Supply chain bottlenecks have also forced consumers to push back wait times for EVs considerably. Some configurations of EVs are not available until next year due to extensive order logs; take the Long Range Tesla Model 3, for example, which won’t be available until 2023 because of its heavy demand.
Despite this, EV adoption has increased every year since 2019. “Americans are buying EVs at a record pace despite rising prices and long waits for delivery. The fleet industry is also taking note with fleet operators highly motivated to replace their gas-powered fleets with EVs to achieve sustainability goals, drive efficiency and reduce total cost of ownership,” Cox Automotive wrote in the summation of its white paper.
Price Parity and the EV Tax Credit
Price parity has always been talked about when it comes to EVs. It does not take a genius to figure out that the average person will choose an affordable car over an expensive one, even if the expensive one will not require weekly stops at the pump. However, one of the biggest things keeping EVs from extremely rapid adoption is the prices of the cars themselves, which have increased considerably over the past year due to materials costs soaring.

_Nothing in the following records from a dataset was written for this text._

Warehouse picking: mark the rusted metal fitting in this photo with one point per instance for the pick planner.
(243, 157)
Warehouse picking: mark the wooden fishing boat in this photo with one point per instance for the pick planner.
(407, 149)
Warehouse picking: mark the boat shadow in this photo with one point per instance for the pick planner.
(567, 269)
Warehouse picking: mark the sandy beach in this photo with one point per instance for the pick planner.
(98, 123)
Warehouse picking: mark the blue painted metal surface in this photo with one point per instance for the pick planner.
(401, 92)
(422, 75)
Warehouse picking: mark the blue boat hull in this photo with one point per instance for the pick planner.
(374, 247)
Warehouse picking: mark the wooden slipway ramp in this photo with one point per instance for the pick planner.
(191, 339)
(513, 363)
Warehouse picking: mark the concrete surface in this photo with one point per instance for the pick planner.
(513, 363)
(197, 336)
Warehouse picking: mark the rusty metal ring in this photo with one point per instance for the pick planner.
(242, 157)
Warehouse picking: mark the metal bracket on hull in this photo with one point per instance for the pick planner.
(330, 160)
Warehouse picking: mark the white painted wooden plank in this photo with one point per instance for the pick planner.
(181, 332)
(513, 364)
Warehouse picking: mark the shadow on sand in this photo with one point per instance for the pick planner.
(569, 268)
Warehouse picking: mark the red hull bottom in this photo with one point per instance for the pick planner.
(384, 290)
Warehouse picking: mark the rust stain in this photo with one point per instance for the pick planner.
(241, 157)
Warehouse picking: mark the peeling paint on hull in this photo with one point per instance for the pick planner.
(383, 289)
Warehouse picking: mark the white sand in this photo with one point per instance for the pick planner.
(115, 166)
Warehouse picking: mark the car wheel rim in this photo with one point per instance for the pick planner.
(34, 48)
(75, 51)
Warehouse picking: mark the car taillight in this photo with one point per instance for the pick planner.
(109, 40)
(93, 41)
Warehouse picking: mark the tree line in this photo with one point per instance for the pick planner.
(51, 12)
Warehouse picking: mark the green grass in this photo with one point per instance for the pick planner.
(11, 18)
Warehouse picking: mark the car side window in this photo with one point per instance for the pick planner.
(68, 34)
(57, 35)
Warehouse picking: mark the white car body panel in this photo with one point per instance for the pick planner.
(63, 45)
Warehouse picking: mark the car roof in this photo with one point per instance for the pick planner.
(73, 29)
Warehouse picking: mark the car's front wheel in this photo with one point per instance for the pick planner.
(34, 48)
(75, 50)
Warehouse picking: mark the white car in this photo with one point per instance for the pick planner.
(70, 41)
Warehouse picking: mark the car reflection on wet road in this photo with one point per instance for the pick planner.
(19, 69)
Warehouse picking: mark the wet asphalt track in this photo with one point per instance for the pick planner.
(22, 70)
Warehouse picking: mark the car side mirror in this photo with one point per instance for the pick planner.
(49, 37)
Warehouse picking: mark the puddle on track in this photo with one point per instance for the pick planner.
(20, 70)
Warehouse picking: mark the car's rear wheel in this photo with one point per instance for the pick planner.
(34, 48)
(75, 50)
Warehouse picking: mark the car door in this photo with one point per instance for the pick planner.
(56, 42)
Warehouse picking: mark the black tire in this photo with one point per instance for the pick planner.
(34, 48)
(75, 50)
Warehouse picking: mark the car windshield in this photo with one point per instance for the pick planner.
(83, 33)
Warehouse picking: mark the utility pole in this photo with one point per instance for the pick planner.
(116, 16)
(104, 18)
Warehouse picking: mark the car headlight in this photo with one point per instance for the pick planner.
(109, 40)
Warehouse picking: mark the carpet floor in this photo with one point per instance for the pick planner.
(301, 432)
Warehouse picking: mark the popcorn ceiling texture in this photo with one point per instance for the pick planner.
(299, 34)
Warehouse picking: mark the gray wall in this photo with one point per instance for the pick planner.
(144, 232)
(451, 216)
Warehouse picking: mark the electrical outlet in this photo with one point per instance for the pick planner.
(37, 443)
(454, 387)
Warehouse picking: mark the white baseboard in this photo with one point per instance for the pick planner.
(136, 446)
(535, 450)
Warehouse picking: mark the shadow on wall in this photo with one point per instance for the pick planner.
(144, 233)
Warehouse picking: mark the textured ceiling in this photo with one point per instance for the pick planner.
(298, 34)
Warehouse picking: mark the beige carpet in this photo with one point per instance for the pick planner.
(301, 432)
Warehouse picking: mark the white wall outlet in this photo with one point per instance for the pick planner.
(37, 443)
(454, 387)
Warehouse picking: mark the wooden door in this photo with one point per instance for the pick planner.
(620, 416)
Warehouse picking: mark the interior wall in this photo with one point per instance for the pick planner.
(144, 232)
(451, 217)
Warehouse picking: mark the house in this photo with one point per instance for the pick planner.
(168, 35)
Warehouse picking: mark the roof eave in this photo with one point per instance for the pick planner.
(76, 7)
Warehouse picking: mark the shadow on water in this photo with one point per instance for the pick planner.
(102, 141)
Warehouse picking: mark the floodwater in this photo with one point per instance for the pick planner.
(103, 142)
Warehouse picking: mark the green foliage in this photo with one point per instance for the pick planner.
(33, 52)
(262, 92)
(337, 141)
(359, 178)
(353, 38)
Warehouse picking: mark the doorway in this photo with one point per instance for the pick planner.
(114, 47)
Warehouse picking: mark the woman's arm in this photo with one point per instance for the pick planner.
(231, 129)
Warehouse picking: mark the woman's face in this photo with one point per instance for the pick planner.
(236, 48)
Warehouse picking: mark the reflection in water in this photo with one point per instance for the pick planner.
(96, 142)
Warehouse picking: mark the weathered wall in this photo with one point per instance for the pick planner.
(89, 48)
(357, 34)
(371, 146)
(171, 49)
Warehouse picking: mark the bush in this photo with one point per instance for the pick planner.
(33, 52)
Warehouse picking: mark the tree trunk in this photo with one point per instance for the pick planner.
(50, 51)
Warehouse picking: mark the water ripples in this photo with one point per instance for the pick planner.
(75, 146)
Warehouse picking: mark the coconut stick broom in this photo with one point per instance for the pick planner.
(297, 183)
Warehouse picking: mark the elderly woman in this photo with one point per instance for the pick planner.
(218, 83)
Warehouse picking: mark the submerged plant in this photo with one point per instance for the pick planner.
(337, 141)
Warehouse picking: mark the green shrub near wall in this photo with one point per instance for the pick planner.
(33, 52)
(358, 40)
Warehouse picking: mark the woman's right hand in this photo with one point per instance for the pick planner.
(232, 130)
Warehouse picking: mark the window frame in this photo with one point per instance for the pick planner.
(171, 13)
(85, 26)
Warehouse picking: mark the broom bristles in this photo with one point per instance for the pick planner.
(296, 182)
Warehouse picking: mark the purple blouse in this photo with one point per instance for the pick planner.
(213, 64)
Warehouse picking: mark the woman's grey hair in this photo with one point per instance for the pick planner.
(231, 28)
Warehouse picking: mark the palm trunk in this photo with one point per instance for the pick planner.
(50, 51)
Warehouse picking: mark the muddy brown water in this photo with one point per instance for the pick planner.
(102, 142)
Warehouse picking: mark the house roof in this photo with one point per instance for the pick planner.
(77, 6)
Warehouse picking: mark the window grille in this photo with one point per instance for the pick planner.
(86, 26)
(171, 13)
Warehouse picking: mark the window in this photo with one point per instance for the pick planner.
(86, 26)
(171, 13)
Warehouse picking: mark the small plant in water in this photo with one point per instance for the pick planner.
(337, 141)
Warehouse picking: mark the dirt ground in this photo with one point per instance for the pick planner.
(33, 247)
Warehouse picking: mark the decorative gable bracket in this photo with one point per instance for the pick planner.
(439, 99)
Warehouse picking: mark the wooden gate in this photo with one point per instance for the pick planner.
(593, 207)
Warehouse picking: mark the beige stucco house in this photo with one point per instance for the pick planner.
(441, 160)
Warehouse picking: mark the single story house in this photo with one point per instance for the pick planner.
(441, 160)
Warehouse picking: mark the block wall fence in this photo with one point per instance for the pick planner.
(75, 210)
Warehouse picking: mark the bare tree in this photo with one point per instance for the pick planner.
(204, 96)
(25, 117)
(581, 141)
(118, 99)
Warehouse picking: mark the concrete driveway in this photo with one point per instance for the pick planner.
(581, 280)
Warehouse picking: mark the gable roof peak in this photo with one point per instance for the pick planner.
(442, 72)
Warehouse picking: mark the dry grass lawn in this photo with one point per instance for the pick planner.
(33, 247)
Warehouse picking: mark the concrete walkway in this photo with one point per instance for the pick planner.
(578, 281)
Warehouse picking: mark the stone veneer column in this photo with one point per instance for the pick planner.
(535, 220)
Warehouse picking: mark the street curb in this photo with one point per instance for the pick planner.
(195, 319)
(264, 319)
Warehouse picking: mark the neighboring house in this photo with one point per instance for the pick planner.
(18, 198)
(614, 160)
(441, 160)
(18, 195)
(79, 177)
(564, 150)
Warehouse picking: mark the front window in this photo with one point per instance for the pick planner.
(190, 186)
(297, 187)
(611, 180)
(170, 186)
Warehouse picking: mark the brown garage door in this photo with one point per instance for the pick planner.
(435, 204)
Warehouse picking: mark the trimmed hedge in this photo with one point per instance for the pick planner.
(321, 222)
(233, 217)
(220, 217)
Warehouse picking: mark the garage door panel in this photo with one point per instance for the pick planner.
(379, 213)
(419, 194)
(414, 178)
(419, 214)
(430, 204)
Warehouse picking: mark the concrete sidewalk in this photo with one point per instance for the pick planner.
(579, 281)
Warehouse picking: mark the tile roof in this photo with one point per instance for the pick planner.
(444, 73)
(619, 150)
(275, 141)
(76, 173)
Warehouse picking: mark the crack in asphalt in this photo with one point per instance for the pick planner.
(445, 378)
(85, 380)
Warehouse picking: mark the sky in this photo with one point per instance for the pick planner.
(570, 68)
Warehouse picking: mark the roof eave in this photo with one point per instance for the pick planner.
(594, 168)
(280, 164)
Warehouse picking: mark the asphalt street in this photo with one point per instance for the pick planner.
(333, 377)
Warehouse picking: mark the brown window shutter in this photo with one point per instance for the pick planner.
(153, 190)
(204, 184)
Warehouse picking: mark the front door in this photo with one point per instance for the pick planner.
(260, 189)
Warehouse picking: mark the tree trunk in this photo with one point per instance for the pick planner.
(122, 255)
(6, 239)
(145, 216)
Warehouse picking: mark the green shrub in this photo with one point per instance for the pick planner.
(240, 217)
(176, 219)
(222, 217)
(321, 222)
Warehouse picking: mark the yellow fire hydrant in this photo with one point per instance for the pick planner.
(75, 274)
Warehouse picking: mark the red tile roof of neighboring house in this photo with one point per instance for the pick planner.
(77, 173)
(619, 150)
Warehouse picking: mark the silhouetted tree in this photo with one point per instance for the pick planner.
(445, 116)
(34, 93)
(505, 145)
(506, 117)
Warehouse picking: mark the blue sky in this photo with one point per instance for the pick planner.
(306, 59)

Luckily, consumers can take advantage of the Inflation Reduction Act, which will provide EV buyers with tax credits based on where their vehicle was manufactured and whether the car equips a U.S.-manufactured battery. “Tax incentives available as part of the Inflation Reduction Act of 2022 will be critical to consumer adoption, helping offset the cost of pricey EVs.” This is a key point in the mass adoption in EVs, and consumers will likely stick to gas-powered cars as long as they are able to if they are more affordable than a quality EV.
Supply Chain Disruptions have slowed EV adoption considerably
Related to other points already made, supply chain disruptions and constraints are slowing EV adoption. U.S.-based EV manufacturers are too reliant on foreign companies for parts, Cox said. Automakers are pushing to produce battery packs and other parts in the U.S., which will eventually help combat slow logistics times.
“Global computer chip and material shortages are impacting production, raising the price of new and used vehicles, and contributing to long waits to buy new EV models.” Consumers want affordable and they want it now. Costs will continue to remain high, and wait times will stay long if U.S. automakers do not adopt domestic supply chain strategies.
Superior EV tech is keeping the U.S. competitive
Domestic supply chain bottlenecks may have some consumers willing to spend a little extra opting for other vehicle options. If someone is willing to spend $160,000 on a car and they can buy a 2022 Porsche 911 GT3 and get it in two weeks, they’re more likely to buy that instead of waiting months for a Tesla Model S Plaid if environmental reasons and fuel savings are not being considered. Tech and the innovations of battery chemistries and recycling are keeping the U.S. automakers in focus. If battery makers can develop various battery chemistries comprised of materials that can be sourced in the U.S., wait times will reduce and cars will have more availability.